Wenn heute irgendwo auf der Welt eine Katastrophe (oder Revolution, ein Krieg, o.Ä.) stattfindet, dann können wir von der Sicherheit unserer Sofas oder Schreibtische aus trotzdem quasi live mitten dabei sein. Dutzende Fernsehsender berichten live vor Ort und teilweise rund um die Uhr. Das Internet, vor allem Dienste wie Facebook und Twitter, bringen ständig neue Infoschnipsel in Echtzeit; wir können uns bei YouTube Minuten nach dem Ereigniss die ersten Videos von Augenzeugen ansehen. Wir fühlen uns nicht mehr nur als passive Beobachter einer Katastrophe; wir fühlen uns selbst betroffen; wir können live mitverfolgen wie sich die Dinge entwickeln; wir bekommen jede Spekulation sofort über verschiedenste Nachrichtenkanäle übermittelt…
Wie war das wohl beim Beben 1960 in Chile? Auch das war ein dramatisches und tragisches Ereignis bei dem tausende Menschen starben und Millionen obdachlos wurden. Aber damals gab es keine Liveberichterstattung direkt aus der Region die weltweit empfangen wurde. Damals gab es keine dutzenden Kabelfernsehprorgramme die berichten – 1960 hatte man vielleicht noch nicht mal einen Fernsehapparat zuhause. Wenn man fern von Chile überhaupt etwas von dem Beben mitbekommen hatte, dann durch eine Nachrichtensendung der Öffentlich-Rechtlichen und durch Artikel in Zeitungen. Alles wesentlich unaufgeregter als die heutigen Medien. Man muss aber gar nicht so weit zurück gehen. Selbst vor 15 Jahren (oder auch nur 5) war die Situation eine ganz andere. Flächendeckenden Internetzugang und Computer in jedem Haushalt gibt es erst seit wenigen Jahren. Nachrichtenverbreitung via Twitter ist noch jünger – aber so wie alle neuen technischen Entwicklungen, gerade was Computer angeht, werden sie für uns so schnell zum Alltag das wir uns kaum noch an die Zeit erinnern, als es anders war. Heute nicht sofort und live im Internet und Fernsehen informiert zu werden wenn in Japan die Erde bebt oder ein Atomkraftwerk vor dem GAU steht ist für uns alle unvorstellbar – früher war das aber Alltag. Und genau diese Allgegenwärtigkeit der Information; das Unmittelbare und das “Mitten-Drin-Sein” ist meiner Meinung nach der Grund, dass wir einen viel stärkeren Bezug zu diesen Katastrophen aufbauen als es früher der Fall gewesen wäre. Auch die entlegensten Ereignisse “betreffen” uns und da auf der Erde immer etwas passiert (Naturkatastrophen, Revolution, Krieg, Flugzeugabstürze, Unfälle, etc) und wir dank Internet und Medien immer mitten drin stecken haben wir vielleicht aus das Gefühl, es würde alles immer schlimmer (und wenn dann auch noch gerade wieder mal die Weltuntergangshysterie grassiert ist das auch nicht hilfreich).
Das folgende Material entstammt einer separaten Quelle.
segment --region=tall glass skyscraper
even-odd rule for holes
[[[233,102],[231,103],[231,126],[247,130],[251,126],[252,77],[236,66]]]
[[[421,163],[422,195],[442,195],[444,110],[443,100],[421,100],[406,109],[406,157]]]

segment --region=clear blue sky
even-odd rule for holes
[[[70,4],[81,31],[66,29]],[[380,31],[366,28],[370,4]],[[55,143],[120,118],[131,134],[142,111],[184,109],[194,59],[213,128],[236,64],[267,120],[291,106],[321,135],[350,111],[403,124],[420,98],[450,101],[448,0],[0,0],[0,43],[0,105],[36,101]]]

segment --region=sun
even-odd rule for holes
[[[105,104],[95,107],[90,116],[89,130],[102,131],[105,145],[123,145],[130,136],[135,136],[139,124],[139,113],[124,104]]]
Darum ist es auch nochmal extra wichtig, hier nicht nur rein auf sein Gefühl und den subjektiven Eindruck den man beim Konsum der Medien bekommen hat zu vertrauen. Man muss sich solchen Fragen objektiv nähern; wissenschaftlich. Denn nur dann ist sichergestellt, dass man auch tatsächlich alle Fakten berücksichtigt hat und nicht der selektiven Wahrnehmung auf den Leim gegangen ist. Was die Beben angeht zeigen die Zahlen klar: die Häufigkeit von Erdbeben wird nicht größer.
(Disclaimer: Ich bin Astronom und kein Geophysiker oder Statistiker. Mein Beitrag hier ist daher keine Expertenmeinung sondern fasst meine persönlichen Gedanken zu diesem Thema zusammen und beruht auf Fakten und Zahlen die auch jedem anderen zugänglich sind und Überlegungen die auch jeder/jede andere anstellen kann.)